Une conférence au cours de laquelle, le président de la ligue tchadienne de lutte contre le cancer (Ltcc) Dr Manikassé Palouma a invité les mères à un allaitement maternel exclusif. Comme l’une des solutions au cancer du sein. Dr Manikassé d’indiquer que le thème de cette édition 2020, revêt d’un intérêt primordial pour lutter contre le cancer du sein qui représente, selon l’Organisation mondiale de la santé (Oms) 16% de cancer féminin avec un taux de mortalité de 25%. « Une femme sur huit est atteinte de cancer de sein. Une femme meurt de cancer toutes les 53 minutes », a-t-il rapporté.
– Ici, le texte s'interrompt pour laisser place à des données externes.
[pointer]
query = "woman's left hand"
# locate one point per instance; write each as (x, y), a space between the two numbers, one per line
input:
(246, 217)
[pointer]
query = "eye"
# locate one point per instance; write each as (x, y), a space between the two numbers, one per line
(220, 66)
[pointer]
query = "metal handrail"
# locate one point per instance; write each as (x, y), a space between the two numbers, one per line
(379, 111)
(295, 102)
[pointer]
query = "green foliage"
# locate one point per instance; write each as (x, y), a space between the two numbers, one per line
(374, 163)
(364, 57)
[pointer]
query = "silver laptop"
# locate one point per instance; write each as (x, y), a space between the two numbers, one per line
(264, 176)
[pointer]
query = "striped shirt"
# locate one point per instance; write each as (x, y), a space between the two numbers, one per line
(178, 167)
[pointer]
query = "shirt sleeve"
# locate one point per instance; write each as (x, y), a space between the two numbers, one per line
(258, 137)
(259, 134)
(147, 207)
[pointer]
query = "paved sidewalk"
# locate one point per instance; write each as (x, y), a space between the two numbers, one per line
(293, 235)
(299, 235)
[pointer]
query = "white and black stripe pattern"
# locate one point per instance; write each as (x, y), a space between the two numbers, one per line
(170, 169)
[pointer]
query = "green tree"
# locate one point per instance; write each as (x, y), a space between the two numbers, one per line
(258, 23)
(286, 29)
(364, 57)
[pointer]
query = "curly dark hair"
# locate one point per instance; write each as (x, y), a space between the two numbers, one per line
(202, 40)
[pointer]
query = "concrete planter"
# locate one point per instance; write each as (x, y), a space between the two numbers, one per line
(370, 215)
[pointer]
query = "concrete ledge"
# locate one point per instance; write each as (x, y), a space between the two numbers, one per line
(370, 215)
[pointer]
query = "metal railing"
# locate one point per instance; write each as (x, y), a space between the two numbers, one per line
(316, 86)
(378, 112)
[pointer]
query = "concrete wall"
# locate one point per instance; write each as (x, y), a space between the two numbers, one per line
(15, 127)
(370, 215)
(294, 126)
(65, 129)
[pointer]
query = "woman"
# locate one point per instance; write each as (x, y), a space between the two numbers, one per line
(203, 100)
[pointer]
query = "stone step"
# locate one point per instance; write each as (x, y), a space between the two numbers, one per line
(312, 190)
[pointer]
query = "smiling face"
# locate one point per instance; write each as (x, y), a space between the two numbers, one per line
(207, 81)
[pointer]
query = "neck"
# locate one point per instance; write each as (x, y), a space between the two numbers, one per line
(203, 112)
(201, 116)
Selon Dr Manikassé, 90% des facteurs de risque proviennent de facteurs environnementaux à savoir l’obésité, le tabagisme, la sédentarité, les troubles hormonaux, l’exposition à l’amiante, l’alcoolisme chronique et les 10% de la prédisposition génétique. « Le thème de cette année n’est pas fortuit en raison du double intérêt qu’il suscite, celui de prévenir le cancer du sein d’une part et d’assurer la protection et la bonne croissance de l’enfant d’autre part », a-t-il souligné.


Pour les conférenciers, l’allaitement maternel pendant au moins un an est un préalable pour avoir un effet escompté. Toutefois, l’adjonction du complément alimentaire à partir de 6 mois ne proscrit en rien la continuité de l’allaitement maternel. L’allaitement maternel exclusif met les organes producteurs féminins en repos, ce qui diminue le temps d’exposition aux aléas hormonaux et réduit le risque de cancer de sein.
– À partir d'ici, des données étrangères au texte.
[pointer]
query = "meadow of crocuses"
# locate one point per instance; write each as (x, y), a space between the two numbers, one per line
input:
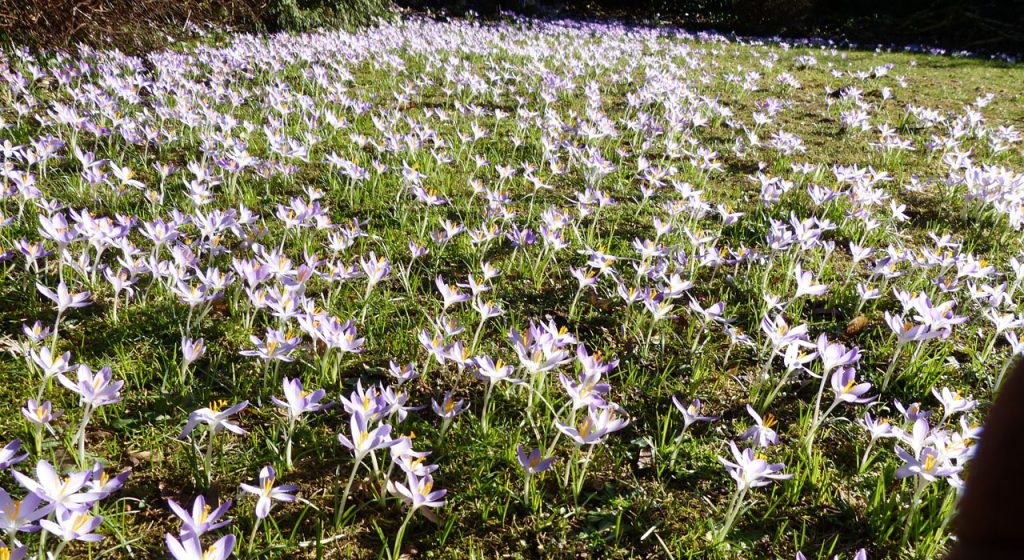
(529, 290)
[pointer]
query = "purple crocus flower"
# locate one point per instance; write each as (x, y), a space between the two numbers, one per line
(190, 549)
(532, 463)
(202, 519)
(267, 492)
(844, 383)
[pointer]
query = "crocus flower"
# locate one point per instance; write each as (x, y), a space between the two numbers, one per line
(599, 422)
(952, 402)
(532, 463)
(65, 299)
(190, 549)
(267, 492)
(928, 464)
(192, 350)
(56, 490)
(102, 484)
(750, 470)
(202, 519)
(419, 492)
(365, 440)
(216, 417)
(95, 389)
(20, 515)
(16, 553)
(74, 525)
(761, 434)
(844, 383)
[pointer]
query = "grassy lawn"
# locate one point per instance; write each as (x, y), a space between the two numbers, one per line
(586, 184)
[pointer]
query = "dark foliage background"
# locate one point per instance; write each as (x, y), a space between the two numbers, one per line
(142, 25)
(988, 26)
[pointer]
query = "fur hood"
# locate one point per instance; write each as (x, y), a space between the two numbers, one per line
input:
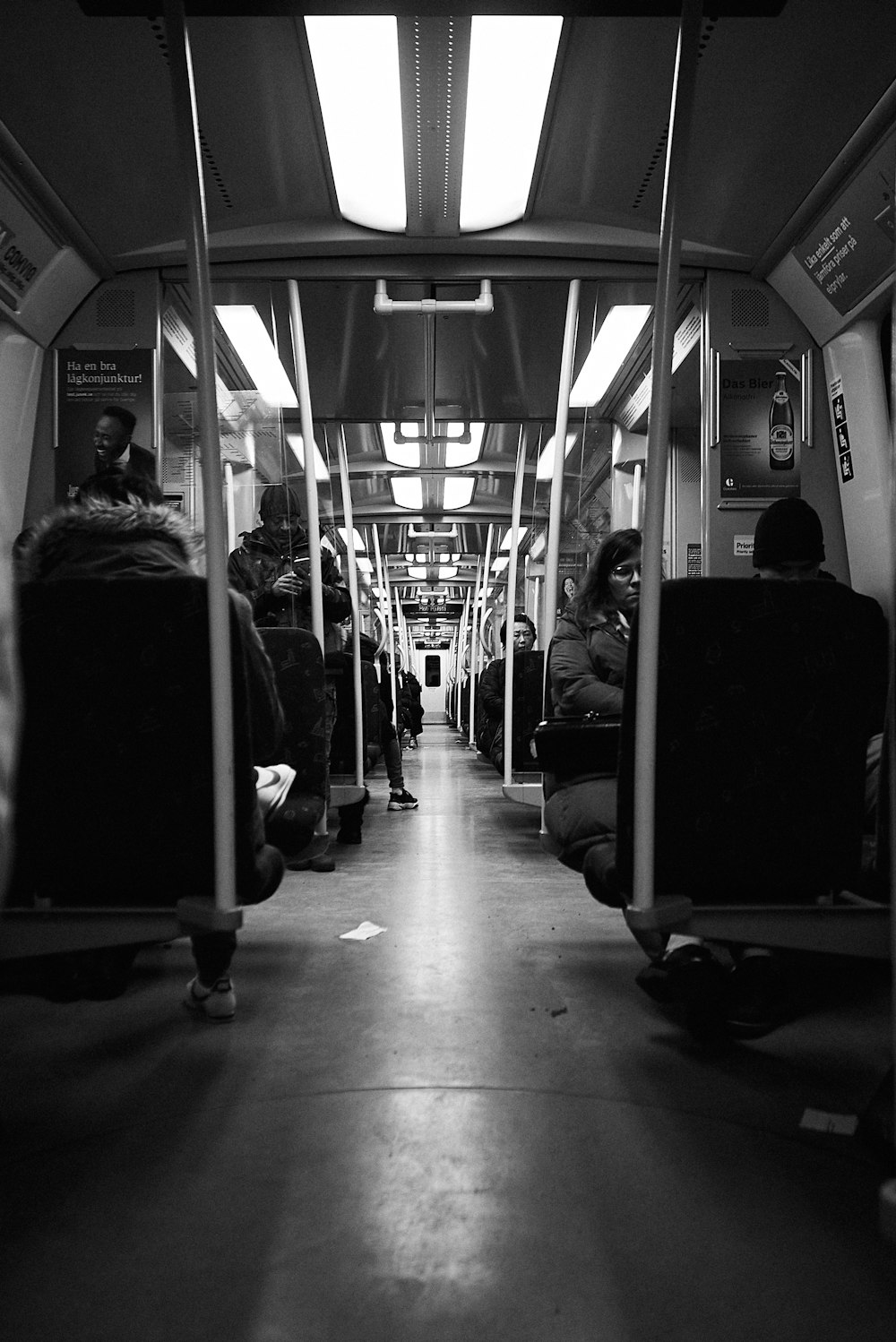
(99, 537)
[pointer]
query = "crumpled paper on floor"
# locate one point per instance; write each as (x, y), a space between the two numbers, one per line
(362, 932)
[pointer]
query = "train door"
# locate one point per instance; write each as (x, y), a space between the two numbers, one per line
(432, 674)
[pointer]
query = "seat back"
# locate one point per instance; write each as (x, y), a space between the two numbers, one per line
(529, 708)
(114, 789)
(768, 694)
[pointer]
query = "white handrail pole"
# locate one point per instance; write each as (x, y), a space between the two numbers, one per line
(512, 606)
(219, 606)
(552, 558)
(307, 439)
(356, 606)
(658, 446)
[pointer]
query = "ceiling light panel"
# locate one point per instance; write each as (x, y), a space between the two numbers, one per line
(408, 492)
(356, 67)
(458, 492)
(512, 65)
(297, 444)
(612, 347)
(250, 337)
(545, 469)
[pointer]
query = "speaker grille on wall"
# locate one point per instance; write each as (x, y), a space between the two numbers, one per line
(116, 307)
(749, 307)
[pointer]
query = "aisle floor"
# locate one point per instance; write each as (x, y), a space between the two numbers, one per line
(471, 1126)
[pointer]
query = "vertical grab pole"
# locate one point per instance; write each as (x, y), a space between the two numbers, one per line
(461, 635)
(658, 452)
(391, 636)
(512, 606)
(301, 360)
(342, 457)
(474, 636)
(552, 558)
(477, 657)
(385, 615)
(219, 608)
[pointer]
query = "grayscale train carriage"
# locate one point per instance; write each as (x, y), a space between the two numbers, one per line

Ils ont aussi conseillé l’autopalpation du sein à la recherche d’une masse doit être un réflexe quotidien de la femme. En répondant aux questions des journalistes, le président de la LTCC, Manikassé conseille qu’il faut une mammographie tous les 2 ans pour les femmes âgées de 40 ans. Ce qui est selon lui, un bon indicateur de dépistage précoce du cancer de sein. « Si dans la famille il y a un antécédent de cancer de sein, le suivi doit être régulier tous les ans», a-t-il indiqué.


A l’édition de 2018, la ligue tchadienne de lutte contre le cancer (Ltcc) les dépistages révèlent que sur les 1670 femmes dépistées, 457 cas déclarés suspects, soit 166 du sein et 291 du col de l’utérus. Cette année à cause de la pandémie de covid-19, il n’y aura pas le dépistage de masse a fait croire le président.